Heureusement pour elle, la pièce bien que très humide, dû à la proximité de l’Hudson River, disposait toutefois d’un minimum de ‘confort’. Une toute petite pièce adjacente était équipée d’une toilette et d’un évier, raccordés sur une canalisation très douteuse à en juger par la couleur et l’odeur de l’eau glaciale. Dans l’unique pièce principale, qui ne faisait pas plus de 15 m2, il y avait ce qui ressemblait à un matelas, mais dont l’aspect était plus que douteux, une petite couverture avait été soigneusement pliée au bord du lit ainsi qu’un bic et quelques feuilles vierges. Ce qui expliquait les lettres parvenues aux familles des victimes un peu après la découverte des corps. Ce type s’amusait non seulement à détruire psychologiquement ses victimes, mais la détresse et des familles lui était visiblement très importante aussi.
Kate était allongée sur le matelas et s’accordait un peu de repos. Gates était restée appuyée contre le mur, la couverture autour d’elle. Elle guettait l’arrivée de leur ravisseur, car il était hors de question qu’elles se laissent approcher une seconde fois. Les deux femmes s’étaient mises d’accord sur ce point-là. Dés son arrivé, elles se jetaient sur lui et ensuite, c’était chacun pour soi. Celle qui le pouvait s’enfuyait et avertissait les secours.

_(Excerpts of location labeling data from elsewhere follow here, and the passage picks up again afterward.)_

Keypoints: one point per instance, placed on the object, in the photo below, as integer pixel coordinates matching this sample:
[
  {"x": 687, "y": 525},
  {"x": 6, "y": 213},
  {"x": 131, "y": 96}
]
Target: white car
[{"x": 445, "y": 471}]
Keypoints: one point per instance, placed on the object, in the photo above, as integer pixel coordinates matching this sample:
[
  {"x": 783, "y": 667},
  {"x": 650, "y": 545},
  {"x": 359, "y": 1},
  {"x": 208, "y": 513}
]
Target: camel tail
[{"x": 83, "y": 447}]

Voyant que dans son ‘sommeil’ la jeune femme grelottait, Victoria s’approcha d’elle pour la couvrir. Elle se rendit alors compte que la plaie infligée par le couteau devait être plus sérieuse que ce qu’elles ne s’étaient imaginée, car le pull était maculé de sang. La capitaine prit alors peur et entreprit de réveiller l’inspectrice.
-« Beckett, Beckett ??? Vous m’entendez ? Kate, réveille-toi ! Je t’en prie, parle moi… »
La peur de perdre la jeune femme venait de la faire passer au tutoiement sans qu’elle ne s’en rende compte, mais Kate restait inconsciente.